Plans for a higher education presence in Fayette County could take a substantial leap forward early in 2013 after years of general plans for such a presence.
Leaders in Somerville, the county seat, launched the drive for a 26,000-square-foot “Fayette County Higher Education Center” in September. There has been general discussion for such a center the last two years.
The center would be built on U.S. 64 between the Fayette County towns of Somerville and Oakland.
“We’ve put a floor plan together that is our idea of what it might look like,” said Somerville Mayor Bob Turner of a still-tentative plan that would include space for the University of Memphis, the University of Tennessee at Martin, Southwest Tennessee Community College and the Tennessee Technology Center in Whiteville, Tenn.
The four institutions involved represent every part of the state’s higher education system.

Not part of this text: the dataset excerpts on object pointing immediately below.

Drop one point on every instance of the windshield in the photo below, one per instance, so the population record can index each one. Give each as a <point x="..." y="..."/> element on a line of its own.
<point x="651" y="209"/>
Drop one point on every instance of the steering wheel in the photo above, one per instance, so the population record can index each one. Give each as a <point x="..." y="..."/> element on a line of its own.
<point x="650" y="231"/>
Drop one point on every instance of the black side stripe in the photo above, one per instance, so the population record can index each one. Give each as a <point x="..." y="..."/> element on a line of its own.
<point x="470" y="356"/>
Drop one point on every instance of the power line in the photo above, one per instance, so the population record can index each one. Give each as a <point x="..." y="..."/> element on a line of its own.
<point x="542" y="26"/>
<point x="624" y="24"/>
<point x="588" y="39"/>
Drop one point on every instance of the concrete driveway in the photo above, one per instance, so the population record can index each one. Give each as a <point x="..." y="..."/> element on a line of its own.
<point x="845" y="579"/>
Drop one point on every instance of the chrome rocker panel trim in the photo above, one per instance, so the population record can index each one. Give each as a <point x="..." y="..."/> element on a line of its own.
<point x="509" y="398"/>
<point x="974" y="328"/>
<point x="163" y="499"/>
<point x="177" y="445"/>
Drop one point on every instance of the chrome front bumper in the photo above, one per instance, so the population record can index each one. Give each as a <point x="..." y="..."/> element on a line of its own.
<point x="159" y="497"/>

What took the project from a general discussion to specific floor plans is the presence of the Norfolk Southern Corp. intermodal facility in Rossville.
“That’s what we are trying towards is getting people trained for those jobs. The intermodal facility itself is only going to create a couple of hundred jobs – 300 to 400 jobs tops,” Turner said. “But what’s going to create the jobs is all of the development around the intermodal facility – potentially 5,000 to 7,000 jobs there. Do we want people from all over the state to get the jobs? Of course we do. But we would sure like to get some people from here to get some of those jobs.”

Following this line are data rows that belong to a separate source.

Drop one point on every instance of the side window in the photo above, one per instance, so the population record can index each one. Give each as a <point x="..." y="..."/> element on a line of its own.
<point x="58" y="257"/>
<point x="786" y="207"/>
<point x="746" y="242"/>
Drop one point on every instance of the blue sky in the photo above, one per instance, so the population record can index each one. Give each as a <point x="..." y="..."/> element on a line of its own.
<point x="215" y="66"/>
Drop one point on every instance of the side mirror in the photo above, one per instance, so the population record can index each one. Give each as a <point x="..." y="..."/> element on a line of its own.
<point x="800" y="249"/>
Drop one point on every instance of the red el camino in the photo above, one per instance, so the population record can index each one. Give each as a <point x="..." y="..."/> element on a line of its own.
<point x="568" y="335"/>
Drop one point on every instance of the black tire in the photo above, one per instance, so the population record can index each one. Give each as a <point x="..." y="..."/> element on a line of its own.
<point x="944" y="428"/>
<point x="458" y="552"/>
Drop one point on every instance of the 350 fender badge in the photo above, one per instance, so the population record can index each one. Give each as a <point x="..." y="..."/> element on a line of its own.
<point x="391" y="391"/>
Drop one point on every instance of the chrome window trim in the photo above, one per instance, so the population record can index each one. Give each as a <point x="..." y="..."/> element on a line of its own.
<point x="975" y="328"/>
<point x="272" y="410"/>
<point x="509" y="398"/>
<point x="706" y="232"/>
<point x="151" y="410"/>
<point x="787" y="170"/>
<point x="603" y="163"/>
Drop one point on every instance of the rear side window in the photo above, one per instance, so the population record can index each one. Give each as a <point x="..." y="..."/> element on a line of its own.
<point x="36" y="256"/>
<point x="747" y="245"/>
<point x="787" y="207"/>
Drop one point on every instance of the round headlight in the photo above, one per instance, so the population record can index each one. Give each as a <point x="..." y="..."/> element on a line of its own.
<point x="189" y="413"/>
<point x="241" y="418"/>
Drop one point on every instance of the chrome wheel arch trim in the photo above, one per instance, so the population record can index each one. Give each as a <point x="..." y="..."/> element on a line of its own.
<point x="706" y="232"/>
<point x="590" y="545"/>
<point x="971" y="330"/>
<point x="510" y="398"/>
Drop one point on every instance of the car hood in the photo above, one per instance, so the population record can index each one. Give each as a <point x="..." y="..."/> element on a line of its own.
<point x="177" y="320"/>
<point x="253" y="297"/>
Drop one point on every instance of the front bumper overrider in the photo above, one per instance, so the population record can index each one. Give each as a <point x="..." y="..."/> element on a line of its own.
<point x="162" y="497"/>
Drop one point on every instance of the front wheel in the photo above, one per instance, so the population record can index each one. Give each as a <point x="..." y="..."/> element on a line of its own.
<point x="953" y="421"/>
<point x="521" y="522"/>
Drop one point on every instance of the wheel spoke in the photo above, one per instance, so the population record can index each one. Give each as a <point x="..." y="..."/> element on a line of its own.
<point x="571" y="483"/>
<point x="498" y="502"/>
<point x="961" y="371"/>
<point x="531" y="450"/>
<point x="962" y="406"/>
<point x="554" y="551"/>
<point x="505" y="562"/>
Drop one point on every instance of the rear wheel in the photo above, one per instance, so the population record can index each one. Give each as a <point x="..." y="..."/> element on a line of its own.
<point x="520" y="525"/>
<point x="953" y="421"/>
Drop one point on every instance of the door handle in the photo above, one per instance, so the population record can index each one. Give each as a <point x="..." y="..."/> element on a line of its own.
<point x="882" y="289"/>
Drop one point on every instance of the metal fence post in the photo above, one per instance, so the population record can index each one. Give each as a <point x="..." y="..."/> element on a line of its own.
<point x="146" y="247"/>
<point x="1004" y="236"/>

The next crucial step is a needs assessment survey and study leaders of the University of Tennessee at Martin are doing. The study results would make the case for state funding, which Turner and others envision as the bulk of the financing needed along with private funding and what Turner said would be a minimal amount of local government money.
“Once they step up, that might change some things pretty rapidly,” Turner said of involvement by the University of Tennessee at Martin. “That’s what we are kind of hoping for.”
The results of the survey, which had more than 300 respondents, are being analyzed.
UT Martin has operated several other centers in the region since 1998 at Selmer, Parsons, Ripley and Jackson. But responding for the university, Tommy Cates, executive director of extended campus and online studies, said the Somerville center would be different because of its proximity to Memphis.
“This location is nearer to a major urban area,” Cates said in a written statement. “UT Martin would look to expand offerings to meet the needs of a more diverse populous area.”
UT Martin leaders are particularly interested in credit and non-credit courses in agriculture.
“The training available could include agricultural sciences, economic and technology,” Cates said. “These include technology relative to precision agricultural operations as well as economic and other aspects of the agricultural environment.”
As in the other areas where it operates education centers, Cates said the Somerville area survey showed potential students who really weren’t looking for a college experience with residence halls and athletic programs. They also showed interest in affordable classes in the late afternoons and evening with some looking for non-credit courses like photography and foreign languages.
Meanwhile, the state-run technology center in Whiteville is already training workers for manufacturing jobs in the area. And programs developed by Southwest Tennessee Community College in Memphis specifically for workers at Blues City Brewery and the Electrolux plant have been touted by Memphis leaders as a breakthrough in the second stage of economic development once companies agree to build plants in the city.
“We want to create specific training programs for specific jobs, whatever that is,” Turner said. “We also want to put a school out here as well. … And have associate degrees and bachelor’s degrees available there at that facility.”